Data replaces intuition

After enough sessions, patterns emerge. Each file records which skills were invoked and how many corrections were attributed to each. Aggregate across all files and you get an effectiveness table.

A skill invoked 18 times with zero corrections is doing its job. A skill invoked 4 times with 3 corrections needs surgery. A skill invoked once with one correction is noise, not signal.

You stop reviewing skills when something “feels off.” You review the ones the numbers flag. In theory, skills with consistently high correction rates could be fed to an autonomous optimization loop that iterates on the skill text using the correction data as an eval set. In practice, evaluating whether a skill “worked” requires LLM-as-judge, which is too noisy to optimize against reliably. For now, the effectiveness table points you at the problem. You fix the skill yourself. Your judgment is still faster and more accurate than an automated loop for prompt-shaped artifacts.

Routing to the right place

Every learning has a home. “Google Sheets range math: end_row = start_row + num_rows - 1” goes in a gotchas file. “Use DeepWiki for semantic queries, GitHub API for fresh data” goes with tool heuristics. “Default to Yellow for PM confidence when engineering hasn’t set Color Status” goes in the main config.

The right file matters because everything loaded into context costs tokens on every session.
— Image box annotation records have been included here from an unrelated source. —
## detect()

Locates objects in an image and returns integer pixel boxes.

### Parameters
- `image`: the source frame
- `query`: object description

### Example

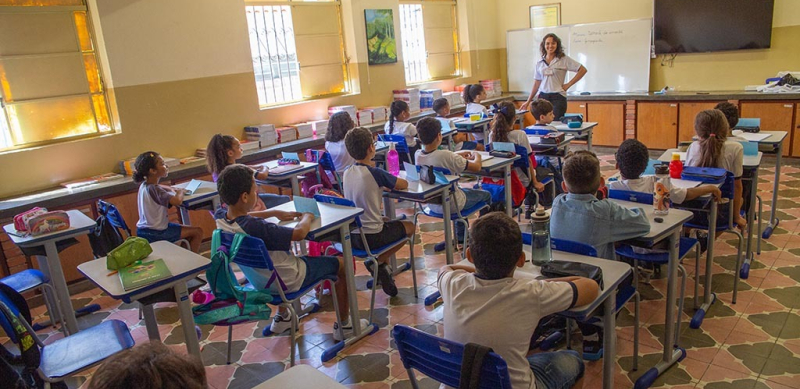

Dump all learnings into one place and the file bloats past usefulness. Your agent reads 80 irrelevant rules to find the 3 it needs.

Route learnings by type. Keep each file lean. Your context budget is the scarcest resource in the system.

The loop, closed

After every session: extract skills and corrections from the transcript, attribute corrections with two-pass verification, save structured proposals. During curation: show the effectiveness table, check each flagged skill’s content against its correction, route approved learnings to the right config file.

The paper called it “continual meta-learning.” What I built is three things: a capture hook that runs after every session, an attribution system that tells me which skill (if any) caused each failure, and a review workflow that checks whether I already fixed it before asking me to look at it.

Your agent can’t learn by itself. But you can build the scaffolding so every correction you make sticks.

And one more thing.

The paper that inspired all this proposes auto-generating skills from failures and auto-promoting them into the agent’s behavior. I deliberately didn’t do that. The human gate, the curation session where I review each learning and decide whether it’s worth keeping, is the most important part of the system. Not because automation couldn’t work. Because the judgment about what to remember is the one thing that should stay human.

An agent that remembers everything learns nothing. An agent that remembers only what you choose to teach it gets better every week.